If so you have a factory alarm and its location on Japanese and UK models was right rear quarter behind the door.
Doors, front and rear storage areas and engine bay all have triggers.

-------------
Amateurs assume, don't test and have problems; pros test first. I am not a free install service.
Read the installation manual, do a search here or online for your vehicle wiring before posting.




Posted By: rdgfx32003
Date Posted: January 19, 2013 at 5:27 PM
Hi howie II,

The factory alarm is not present.
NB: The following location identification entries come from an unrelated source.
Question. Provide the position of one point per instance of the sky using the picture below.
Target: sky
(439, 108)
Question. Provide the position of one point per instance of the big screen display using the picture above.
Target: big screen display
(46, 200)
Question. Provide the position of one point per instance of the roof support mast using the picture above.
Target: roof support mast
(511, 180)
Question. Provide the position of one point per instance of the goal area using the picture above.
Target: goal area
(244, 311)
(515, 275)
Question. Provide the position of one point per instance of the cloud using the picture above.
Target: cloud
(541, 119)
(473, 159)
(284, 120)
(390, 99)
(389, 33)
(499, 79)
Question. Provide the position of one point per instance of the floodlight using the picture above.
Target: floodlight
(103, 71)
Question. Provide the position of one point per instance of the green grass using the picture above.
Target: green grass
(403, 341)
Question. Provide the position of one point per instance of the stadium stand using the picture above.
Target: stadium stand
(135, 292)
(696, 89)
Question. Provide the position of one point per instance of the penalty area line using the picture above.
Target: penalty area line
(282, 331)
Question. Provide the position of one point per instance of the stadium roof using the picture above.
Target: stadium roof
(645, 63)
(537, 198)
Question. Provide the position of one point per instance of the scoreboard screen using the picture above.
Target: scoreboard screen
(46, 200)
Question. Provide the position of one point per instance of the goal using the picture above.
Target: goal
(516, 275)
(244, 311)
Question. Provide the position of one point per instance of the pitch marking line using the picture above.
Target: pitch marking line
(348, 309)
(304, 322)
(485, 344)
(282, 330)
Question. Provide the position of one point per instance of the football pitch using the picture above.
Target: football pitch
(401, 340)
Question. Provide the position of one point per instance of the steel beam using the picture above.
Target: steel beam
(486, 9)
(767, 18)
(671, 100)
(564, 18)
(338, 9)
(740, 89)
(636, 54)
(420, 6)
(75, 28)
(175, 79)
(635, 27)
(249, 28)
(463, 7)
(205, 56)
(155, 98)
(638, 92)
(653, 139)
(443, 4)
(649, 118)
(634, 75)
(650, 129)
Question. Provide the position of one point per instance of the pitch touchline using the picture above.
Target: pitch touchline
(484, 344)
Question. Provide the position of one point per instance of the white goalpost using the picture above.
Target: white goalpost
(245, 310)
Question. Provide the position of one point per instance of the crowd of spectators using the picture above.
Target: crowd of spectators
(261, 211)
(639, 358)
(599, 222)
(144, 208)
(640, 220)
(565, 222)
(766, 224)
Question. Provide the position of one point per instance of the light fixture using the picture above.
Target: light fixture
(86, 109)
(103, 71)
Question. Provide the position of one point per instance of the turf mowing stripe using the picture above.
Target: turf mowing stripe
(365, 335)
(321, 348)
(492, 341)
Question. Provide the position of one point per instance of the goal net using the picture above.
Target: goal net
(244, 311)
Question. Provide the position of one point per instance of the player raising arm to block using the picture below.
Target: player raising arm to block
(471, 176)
The Mr2 has had the Car Pro alarm since I've owned it.
All the factory alarm wiring is present, which makes it easier.

Thanks for checking out the post, every suggestion is appreciated.




Posted By: howie ll
Date Posted: January 19, 2013 at 5:49 PM
Then the switch (trigger) wires from the front and I think rear cargo areas and the doors all go to that location.
The engine bay is quite easy to mount a switch, go through the right there's a massive grommet in the bulkhead, left r/hand rear carpet on the other side and you're through.
P.S. I also mount the siren on that model there, can't be got at and better sound, also I then mount the alarm module and right front seat. Don't worry about long cable runs, the wiring at the ignition switch is thin gauge, esp. the starter wire.

-------------
Amateurs assume, don't test and have problems; pros test first. I am not a free install service.
Read the installation manual, do a search here or online for your vehicle wiring before posting.